Spark Connect returns results as Arrow IPC batches, so the driver maps Spark SQL types to Arrow types directly. This page is the reference for that mapping in both directions (result columns and bound parameters).

Spark to Arrow¶

Spark SQL type	Arrow type
`boolean`	`bool`
`byte` (tinyint)	`int8`
`short` (smallint)	`int16`
`int` (integer)	`int32`
`long` (bigint)	`int64`
`float`	`float32`
`double`	`float64`
`decimal(p, s)`	`decimal128(p, s)`
`string`	`utf8`
`binary`	`binary`
`date`	`date32`
`timestamp`	`timestamp[us, tz]`
`timestamp_ntz`	`timestamp[us]` (no zone)
`array<T>`	`list<T>`
`map<K, V>`	`map<K, V>`
`struct<...>`	`struct<...>`
`null`	`null`

Notes on specific types¶

Timestamps¶

Spark has two timestamp types and they map differently:

timestamp is an instant and carries a time zone. It maps to Arrow timestamp[us, tz], where the zone reflects the session time zone.
timestamp_ntz (no time zone) is wall-clock time. It maps to Arrow timestamp[us] with no zone attached.
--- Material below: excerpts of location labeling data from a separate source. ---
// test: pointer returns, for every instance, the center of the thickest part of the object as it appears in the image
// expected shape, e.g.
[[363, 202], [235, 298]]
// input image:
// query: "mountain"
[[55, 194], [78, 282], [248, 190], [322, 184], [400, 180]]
Both use microsecond precision, matching Spark's internal representation.

Note

The effective time zone for timestamp follows the session's spark.sql.session.timeZone. Set it through a connection configuration option if you need a specific zone.

Decimal¶

decimal(p, s) maps to Arrow decimal128(p, s) with the same precision and scale, so values are exact (no floating point rounding).

Nested types¶

array, map, and struct map to the corresponding Arrow nested types and can be composed arbitrarily (for example array<struct<...>>). Field names and nullability are preserved.

Parameter binding¶

When you bind parameters, build an Arrow record whose column types match the Spark types expected by the query, using the same mapping in reverse. For example bind an int64 array for a bigint column and a decimal128(p, s) array for a decimal(p, s) column. See Querying Data for binding examples.

Tip

Because the mapping is one to one and columnar, results from this driver drop straight into pandas, Polars, or DuckDB through pyarrow without any per-row conversion.